# Bahnsen-Matatics Debate



## RamistThomist (Nov 24, 2004)

For all who have listened to this debate:

I believe Bahnsen one this debate but I have to admit that I was hoping that he would have Hammered Matatics-Manning. I was hoping for a more conclusive response to Matatics's attack on Sola Scriptura. Don't get me wrong, I believe Bahnsen nailed him repeatedly on Mariology,etc. Then again, I am just a newcomer to apologetics so I may not have been listening for the right thing. Paul, do you have any thoughts on this debate? If I missed something, quite likely I have, I will go back and listen to it again.


----------



## openairboy (Nov 24, 2004)

> _Originally posted by Draught Horse_
> For all who have listened to this debate:
> 
> I believe Bahnsen one this debate but I have to admit that I was hoping that he would have Hammered Matatics-Manning. I was hoping for a more conclusive response to Matatics's attack on Sola Scriptura. Don't get me wrong, I believe Bahnsen nailed him repeatedly on Mariology,etc. Then again, I am just a newcomer to apologetics so I may not have been listening for the right thing. Paul, do you have any thoughts on this debate? If I missed something, quite likely I have, I will go back and listen to it again.



Draught Horse,

I didn't think it was Bahnsen's best performance in a debate. I listened to it while driving, so maybe I missed something as well, but it definitely wasn't the knock-out that he delivered to Stein. I agree that he didn't provide a home run in the sola scriptura department. I will, however, have to relisten to the debate. 

Maybe it was because he was so weasily, but I didn't think he really hammered Tabash as much either. Tabash has been one of the most wicked men I have ever heard. I couldn't believe the constant venom coming from his lips.

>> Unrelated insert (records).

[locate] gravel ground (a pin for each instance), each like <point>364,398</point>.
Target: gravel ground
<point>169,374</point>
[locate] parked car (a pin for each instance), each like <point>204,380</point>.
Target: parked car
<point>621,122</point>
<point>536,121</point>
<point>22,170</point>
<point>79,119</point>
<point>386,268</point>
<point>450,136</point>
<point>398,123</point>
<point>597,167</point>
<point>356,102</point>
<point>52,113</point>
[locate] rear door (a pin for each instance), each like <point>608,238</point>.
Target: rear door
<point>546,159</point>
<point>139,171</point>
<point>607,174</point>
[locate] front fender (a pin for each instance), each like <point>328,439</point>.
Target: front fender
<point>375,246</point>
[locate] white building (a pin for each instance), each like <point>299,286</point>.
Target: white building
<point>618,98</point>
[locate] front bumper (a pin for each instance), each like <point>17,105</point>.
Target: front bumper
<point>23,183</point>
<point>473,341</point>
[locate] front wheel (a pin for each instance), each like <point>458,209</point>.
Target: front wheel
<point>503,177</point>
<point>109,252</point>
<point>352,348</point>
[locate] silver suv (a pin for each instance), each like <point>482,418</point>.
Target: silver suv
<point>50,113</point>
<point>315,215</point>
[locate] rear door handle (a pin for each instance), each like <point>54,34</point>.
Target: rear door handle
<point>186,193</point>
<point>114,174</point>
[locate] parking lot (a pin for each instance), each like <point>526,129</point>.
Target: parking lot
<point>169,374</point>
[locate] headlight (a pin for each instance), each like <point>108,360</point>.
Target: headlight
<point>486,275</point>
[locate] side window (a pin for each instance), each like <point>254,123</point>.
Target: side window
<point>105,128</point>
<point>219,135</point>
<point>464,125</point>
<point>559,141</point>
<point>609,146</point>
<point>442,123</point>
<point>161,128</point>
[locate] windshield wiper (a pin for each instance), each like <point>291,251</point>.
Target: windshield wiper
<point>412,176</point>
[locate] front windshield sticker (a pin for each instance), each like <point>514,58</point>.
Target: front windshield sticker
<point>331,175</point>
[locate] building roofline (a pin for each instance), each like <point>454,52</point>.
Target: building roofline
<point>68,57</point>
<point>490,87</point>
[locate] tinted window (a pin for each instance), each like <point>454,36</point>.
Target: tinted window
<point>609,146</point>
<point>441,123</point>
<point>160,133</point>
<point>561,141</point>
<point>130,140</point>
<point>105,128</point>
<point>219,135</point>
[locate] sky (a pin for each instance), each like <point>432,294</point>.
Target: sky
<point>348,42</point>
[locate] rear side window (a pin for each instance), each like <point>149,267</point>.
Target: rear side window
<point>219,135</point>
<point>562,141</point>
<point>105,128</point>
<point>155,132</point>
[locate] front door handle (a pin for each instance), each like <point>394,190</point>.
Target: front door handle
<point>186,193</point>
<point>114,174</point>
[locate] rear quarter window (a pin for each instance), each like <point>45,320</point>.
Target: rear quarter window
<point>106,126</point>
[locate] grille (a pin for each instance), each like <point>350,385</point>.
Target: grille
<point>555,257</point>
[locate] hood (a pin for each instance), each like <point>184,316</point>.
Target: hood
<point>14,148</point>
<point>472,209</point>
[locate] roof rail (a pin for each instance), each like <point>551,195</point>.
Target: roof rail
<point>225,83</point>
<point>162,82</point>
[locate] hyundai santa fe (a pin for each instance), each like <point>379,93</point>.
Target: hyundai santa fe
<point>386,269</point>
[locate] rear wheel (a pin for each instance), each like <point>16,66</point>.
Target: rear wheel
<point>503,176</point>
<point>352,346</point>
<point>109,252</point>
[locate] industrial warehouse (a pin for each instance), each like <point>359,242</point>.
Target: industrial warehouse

I don't think he really grasped the problem of induction, so just kept sliding the issue, but I wished Bahnsen would've hammered him a little more.

openairboy


----------



## RamistThomist (Nov 24, 2004)

When Matatics started denying much of Rome's Mariology, Bahnsen replied, "Gerry, you're starting to act like a Presbyterian again.

I guess we should also keep in mind that this was not a formal debate. Bahnsen was about to pull a modified version of the TAG on Matatics before a commercial broke.


----------



## SmokingFlax (Nov 24, 2004)

What is TAG?


----------



## luvroftheWord (Nov 24, 2004)

TAG = Transcendental Argument for the existence of God.


----------



## RamistThomist (Nov 24, 2004)

In a debate you TAG somebody (throw a really hard argument against them) and they are "it" (usually put in an embarrassing situation).


----------



## Len (Dec 14, 2004)

> I actually wish Bahnsen had stonger ways to use TAG against RCC's



How would you use TAG against an RC (cola and a moon pie)?


----------